Published January 29, 2011, 12:10 AM

Good old days were, in fact, pretty good

I think I’ve figured out why, as I grow older, I think the old days were so great. It’s because most of the memories I have of my younger years are either pretty good or kind of funny. Even the miserable times — times when I must have really struggled with some misfortune or challenge — seem, I don’t know, noble somehow.

By: Terry Woster, The Daily Republic

I think I’ve figured out why, as I grow older, I think the old days were so great.

It’s because most of the memories I have of my younger years are either pretty good or kind of funny. Even the miserable times — times when I must have really struggled with some misfortune or challenge — seem, I don’t know, noble somehow.

I look back on farm labor as mostly a good time. I’m pretty realistic. I know July and August were usually hot and miserable.
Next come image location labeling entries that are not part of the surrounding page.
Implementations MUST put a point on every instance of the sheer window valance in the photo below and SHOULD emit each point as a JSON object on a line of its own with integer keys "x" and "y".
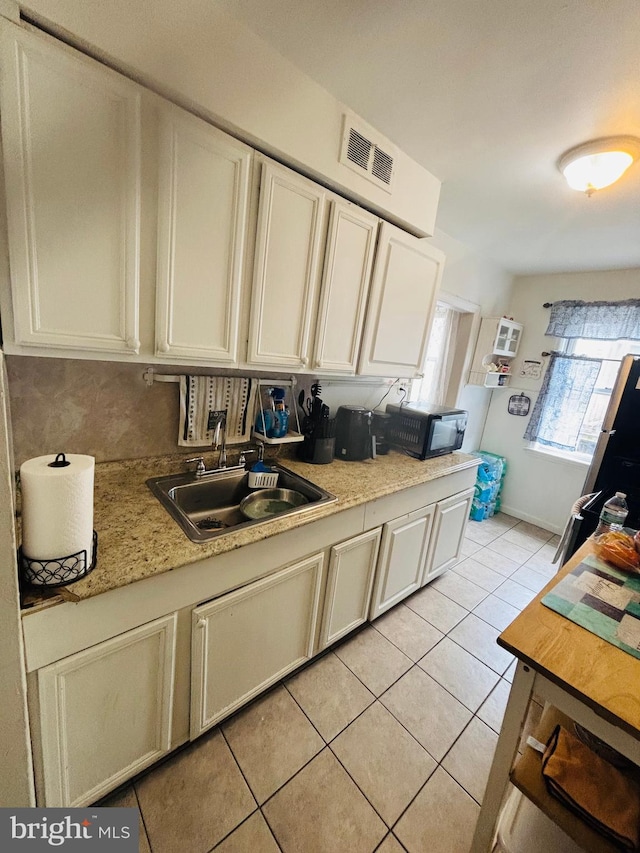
{"x": 566, "y": 389}
{"x": 601, "y": 321}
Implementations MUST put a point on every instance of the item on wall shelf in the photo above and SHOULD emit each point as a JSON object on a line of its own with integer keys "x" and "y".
{"x": 489, "y": 480}
{"x": 58, "y": 540}
{"x": 200, "y": 395}
{"x": 531, "y": 368}
{"x": 519, "y": 404}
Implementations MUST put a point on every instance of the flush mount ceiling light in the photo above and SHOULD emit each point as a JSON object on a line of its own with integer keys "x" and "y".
{"x": 599, "y": 163}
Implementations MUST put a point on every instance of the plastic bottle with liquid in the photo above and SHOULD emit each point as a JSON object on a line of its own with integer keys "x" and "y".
{"x": 280, "y": 414}
{"x": 613, "y": 514}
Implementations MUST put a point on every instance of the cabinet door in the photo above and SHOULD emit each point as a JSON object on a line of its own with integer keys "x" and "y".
{"x": 247, "y": 640}
{"x": 402, "y": 559}
{"x": 449, "y": 524}
{"x": 405, "y": 283}
{"x": 507, "y": 337}
{"x": 203, "y": 204}
{"x": 345, "y": 286}
{"x": 287, "y": 268}
{"x": 105, "y": 713}
{"x": 71, "y": 137}
{"x": 351, "y": 569}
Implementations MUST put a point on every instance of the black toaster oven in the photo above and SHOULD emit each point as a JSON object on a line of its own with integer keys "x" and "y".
{"x": 424, "y": 430}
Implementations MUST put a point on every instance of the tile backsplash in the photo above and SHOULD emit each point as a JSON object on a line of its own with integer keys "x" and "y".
{"x": 106, "y": 409}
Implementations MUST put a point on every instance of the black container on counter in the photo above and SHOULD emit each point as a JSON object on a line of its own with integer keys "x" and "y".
{"x": 379, "y": 427}
{"x": 318, "y": 451}
{"x": 354, "y": 438}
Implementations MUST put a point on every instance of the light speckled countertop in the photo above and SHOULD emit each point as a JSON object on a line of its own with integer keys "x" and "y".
{"x": 137, "y": 538}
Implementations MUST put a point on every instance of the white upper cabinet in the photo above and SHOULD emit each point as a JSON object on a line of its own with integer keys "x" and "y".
{"x": 71, "y": 139}
{"x": 346, "y": 277}
{"x": 405, "y": 284}
{"x": 289, "y": 241}
{"x": 203, "y": 199}
{"x": 507, "y": 338}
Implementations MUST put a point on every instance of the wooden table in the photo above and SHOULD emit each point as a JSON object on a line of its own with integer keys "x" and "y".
{"x": 585, "y": 677}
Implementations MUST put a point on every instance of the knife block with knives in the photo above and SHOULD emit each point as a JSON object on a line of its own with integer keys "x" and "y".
{"x": 318, "y": 429}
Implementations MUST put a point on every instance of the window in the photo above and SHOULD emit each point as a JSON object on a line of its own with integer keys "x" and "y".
{"x": 454, "y": 323}
{"x": 570, "y": 423}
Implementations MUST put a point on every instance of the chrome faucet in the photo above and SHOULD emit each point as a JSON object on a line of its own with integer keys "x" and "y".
{"x": 218, "y": 421}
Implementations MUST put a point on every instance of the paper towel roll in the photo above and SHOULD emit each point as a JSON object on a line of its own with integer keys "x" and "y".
{"x": 57, "y": 507}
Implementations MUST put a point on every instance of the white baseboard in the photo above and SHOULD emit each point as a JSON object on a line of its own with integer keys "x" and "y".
{"x": 532, "y": 519}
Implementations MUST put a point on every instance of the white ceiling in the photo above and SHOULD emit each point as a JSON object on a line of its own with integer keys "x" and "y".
{"x": 487, "y": 94}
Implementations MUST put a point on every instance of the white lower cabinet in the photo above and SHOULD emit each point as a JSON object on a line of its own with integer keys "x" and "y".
{"x": 403, "y": 553}
{"x": 449, "y": 524}
{"x": 105, "y": 713}
{"x": 244, "y": 641}
{"x": 352, "y": 566}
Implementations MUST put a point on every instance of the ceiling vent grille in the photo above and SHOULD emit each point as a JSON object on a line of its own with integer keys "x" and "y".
{"x": 365, "y": 156}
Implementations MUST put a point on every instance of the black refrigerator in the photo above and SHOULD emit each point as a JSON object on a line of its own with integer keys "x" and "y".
{"x": 616, "y": 460}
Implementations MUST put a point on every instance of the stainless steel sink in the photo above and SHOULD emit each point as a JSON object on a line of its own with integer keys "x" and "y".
{"x": 209, "y": 506}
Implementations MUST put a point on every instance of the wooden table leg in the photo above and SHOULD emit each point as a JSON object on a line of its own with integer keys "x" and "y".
{"x": 503, "y": 758}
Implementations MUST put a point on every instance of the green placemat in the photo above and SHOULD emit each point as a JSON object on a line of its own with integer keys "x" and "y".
{"x": 602, "y": 600}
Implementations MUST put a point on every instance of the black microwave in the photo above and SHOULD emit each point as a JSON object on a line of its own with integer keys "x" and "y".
{"x": 424, "y": 430}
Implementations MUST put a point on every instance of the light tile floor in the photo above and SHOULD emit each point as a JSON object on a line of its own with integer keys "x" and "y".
{"x": 382, "y": 744}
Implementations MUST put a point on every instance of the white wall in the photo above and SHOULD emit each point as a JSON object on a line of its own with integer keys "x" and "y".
{"x": 480, "y": 281}
{"x": 538, "y": 488}
{"x": 204, "y": 59}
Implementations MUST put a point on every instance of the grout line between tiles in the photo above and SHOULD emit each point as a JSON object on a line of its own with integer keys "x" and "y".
{"x": 243, "y": 821}
{"x": 498, "y": 672}
{"x": 146, "y": 831}
{"x": 271, "y": 830}
{"x": 361, "y": 791}
{"x": 233, "y": 755}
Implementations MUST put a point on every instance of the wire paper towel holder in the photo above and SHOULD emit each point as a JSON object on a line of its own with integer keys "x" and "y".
{"x": 59, "y": 571}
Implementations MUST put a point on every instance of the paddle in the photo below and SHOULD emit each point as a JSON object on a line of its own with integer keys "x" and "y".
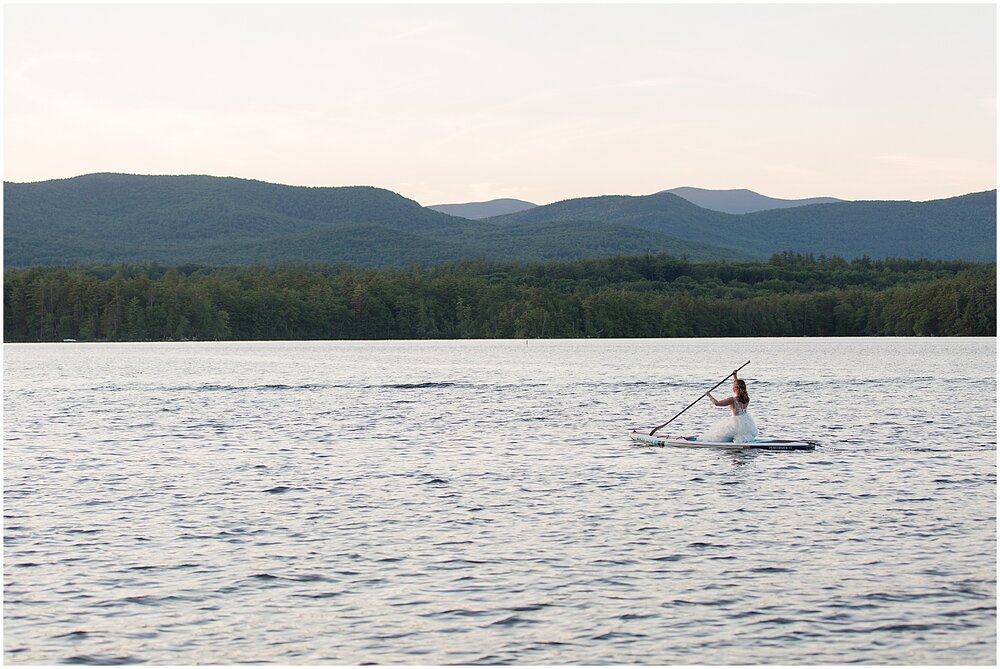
{"x": 699, "y": 397}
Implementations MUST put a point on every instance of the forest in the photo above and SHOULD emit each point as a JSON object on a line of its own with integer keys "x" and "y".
{"x": 634, "y": 296}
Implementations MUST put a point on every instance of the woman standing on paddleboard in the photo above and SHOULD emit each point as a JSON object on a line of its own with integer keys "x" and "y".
{"x": 738, "y": 427}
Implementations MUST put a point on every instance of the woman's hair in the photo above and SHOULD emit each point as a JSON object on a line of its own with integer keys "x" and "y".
{"x": 742, "y": 395}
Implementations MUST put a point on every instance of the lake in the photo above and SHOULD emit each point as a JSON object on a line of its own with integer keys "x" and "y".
{"x": 479, "y": 502}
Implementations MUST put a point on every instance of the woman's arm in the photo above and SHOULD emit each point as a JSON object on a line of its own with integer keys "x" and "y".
{"x": 719, "y": 403}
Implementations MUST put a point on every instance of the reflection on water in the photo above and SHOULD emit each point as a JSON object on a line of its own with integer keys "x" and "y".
{"x": 480, "y": 502}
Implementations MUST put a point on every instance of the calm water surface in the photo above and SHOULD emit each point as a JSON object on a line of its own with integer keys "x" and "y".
{"x": 479, "y": 502}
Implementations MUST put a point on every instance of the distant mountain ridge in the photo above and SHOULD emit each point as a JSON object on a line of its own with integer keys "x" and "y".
{"x": 741, "y": 200}
{"x": 115, "y": 218}
{"x": 479, "y": 210}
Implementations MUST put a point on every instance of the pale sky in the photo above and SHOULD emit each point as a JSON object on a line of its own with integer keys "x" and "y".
{"x": 468, "y": 102}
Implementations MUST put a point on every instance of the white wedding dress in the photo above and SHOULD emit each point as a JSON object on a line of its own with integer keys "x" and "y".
{"x": 737, "y": 427}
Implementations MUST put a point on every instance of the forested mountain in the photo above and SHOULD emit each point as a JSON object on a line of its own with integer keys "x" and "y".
{"x": 224, "y": 221}
{"x": 114, "y": 218}
{"x": 741, "y": 200}
{"x": 956, "y": 228}
{"x": 639, "y": 296}
{"x": 478, "y": 210}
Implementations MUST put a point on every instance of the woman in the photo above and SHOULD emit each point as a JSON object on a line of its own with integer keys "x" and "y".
{"x": 739, "y": 427}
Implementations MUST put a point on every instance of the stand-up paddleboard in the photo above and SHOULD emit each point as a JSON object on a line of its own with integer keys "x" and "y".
{"x": 764, "y": 444}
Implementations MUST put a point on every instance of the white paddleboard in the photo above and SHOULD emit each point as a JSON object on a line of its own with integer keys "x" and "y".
{"x": 692, "y": 442}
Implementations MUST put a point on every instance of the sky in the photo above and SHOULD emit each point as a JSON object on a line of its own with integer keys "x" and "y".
{"x": 450, "y": 103}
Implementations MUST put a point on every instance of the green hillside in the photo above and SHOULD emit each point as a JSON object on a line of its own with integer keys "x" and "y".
{"x": 956, "y": 228}
{"x": 115, "y": 218}
{"x": 107, "y": 218}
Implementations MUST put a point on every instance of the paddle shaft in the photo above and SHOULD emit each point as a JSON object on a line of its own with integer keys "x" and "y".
{"x": 696, "y": 401}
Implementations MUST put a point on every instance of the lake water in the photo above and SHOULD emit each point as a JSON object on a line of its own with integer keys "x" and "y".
{"x": 463, "y": 502}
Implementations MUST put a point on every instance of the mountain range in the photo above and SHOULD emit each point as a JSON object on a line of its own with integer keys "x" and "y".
{"x": 112, "y": 218}
{"x": 478, "y": 210}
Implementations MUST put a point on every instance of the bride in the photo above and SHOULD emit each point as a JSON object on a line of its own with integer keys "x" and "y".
{"x": 738, "y": 427}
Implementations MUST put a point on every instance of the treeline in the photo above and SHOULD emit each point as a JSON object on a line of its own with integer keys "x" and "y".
{"x": 641, "y": 296}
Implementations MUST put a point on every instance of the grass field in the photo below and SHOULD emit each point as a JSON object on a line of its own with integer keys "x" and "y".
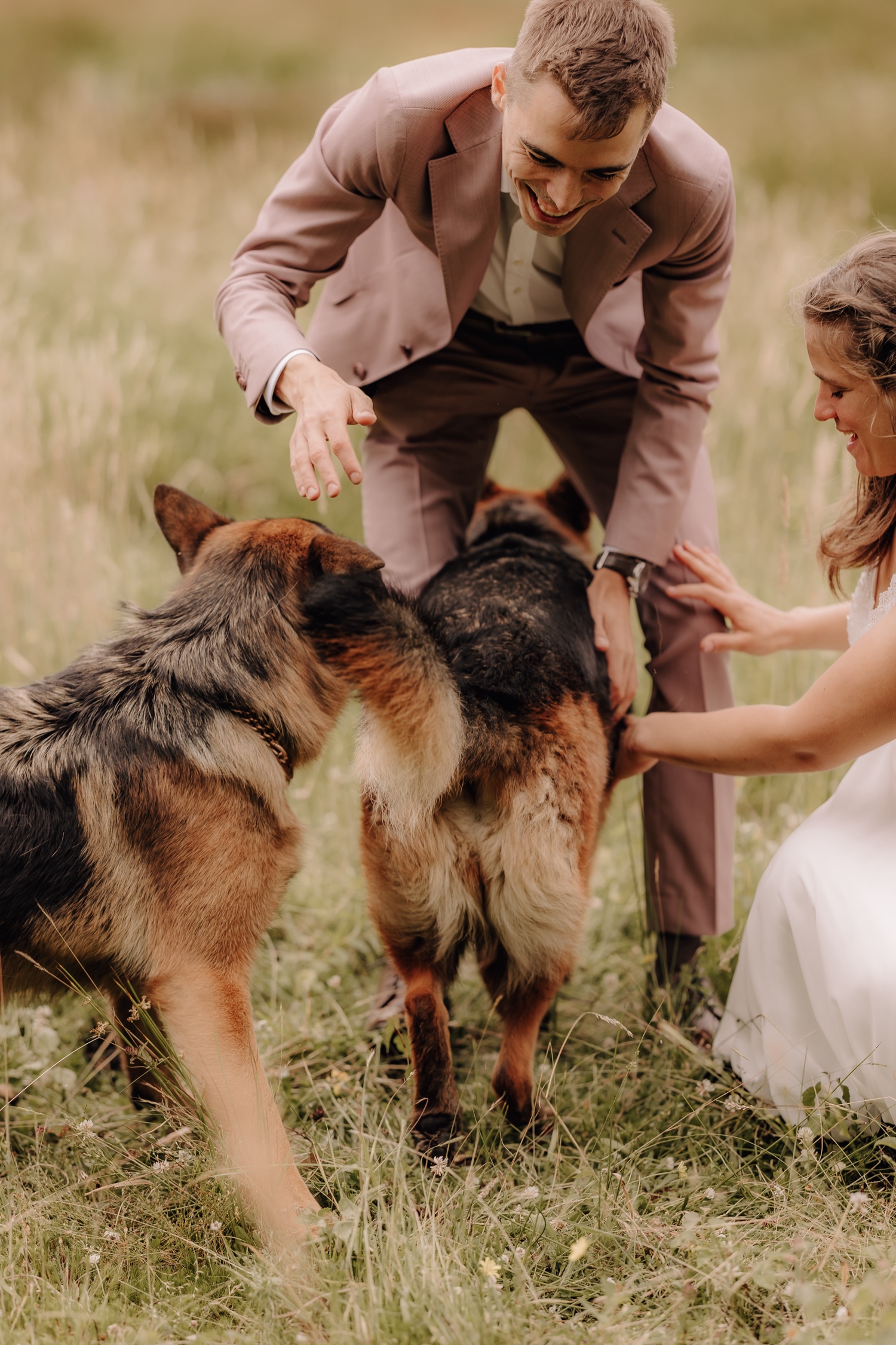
{"x": 136, "y": 146}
I know dust from the chaff blowing out the back of the combine in the middle of an oats field caused a person to itch something fierce. I know taking an ax and chopping a hole in the ice covering the stock pond so the cattle could drink got a body wet from the hood of a parka to the toes of cracked, insulated boots.

I know all of that. I haven’t totally lost it with age.

When I think of mid-summer on the farm, though, I remember the days when clouds cast shadows across the alfalfa field and the shadows made the afternoon look cool, even if the temperature topped 98 degrees. For a kid, a wide-brimmed Bailey straw hat had much the same effect when the clouds failed to materialize during the dry spells.

One of my fond memories of being a hired hand involves the afternoon my dad showed up in the hayfield I was mowing. He had a canvas umbrella that he shoved into a sleeve just behind the tractor seat. He said the temperature was 114 degrees and I might want the extra shade. It’s an old story, and I repeat it often, because it never fails to make me smile. I don’t remember feeling the heat.

When I think of combining, I remember fields of wheat, not oats, and I’m always the guy in the truck waiting for the combine driver to signal that the hopper was full. The dust from the wheat chaff must have been blowing through the open windows of the old truck, but I usually remember days with a light breeze and not a hint of chaff.

And when I think of knocking that hole in the ice for the cattle, I don’t remember being soaked and chilled. I remember the pale-blue tone of the frozen pond and the gray-white puffs of steam rising from the flared nostrils of the Herefords as they crowded close, snorting impatiently, eying the spot where water mixed with ice chips soon would bubble up. When the water appeared, the cattle would jostle for position, rudely shoving me one way and the other as I made my way off the pond.

Good old days, indeed. The heat and dust of an open tractor in a hayfield or an old grain truck without air conditioning must have been terrible. I suppose I was miserable most of the time. Looking back over half a century, it seems romantic somehow, a tale of self-sufficiency and strength.

I know for a fact that on many of those winter days when I went to the pasture and opened the ice for the herd, the sleeves of my parka and the legs of my winter pants creaked as the layer of ice on them cracked and broke away as I walked from the pond toward the relative warmth of the pickup cab. It had to have been a lousy chore. From the Medicare side of one man’s life, wielding an ax on a frozen stock pond to make sure the herd has fresh water seems like a fine way to spend a January morning.

I suppose the idea of the good old days is much more compelling than the old days themselves. If I were farming today, I’m pretty sure I’d prefer a tractor with a cab, a grain truck with air-conditioning and a stock tank that didn’t freeze over on cold mornings. I’d surely have a cell phone and GPS and computerized planting and feeding and who knows what all else.

But I’d remember to tell my grandkids what it was like in the good old days.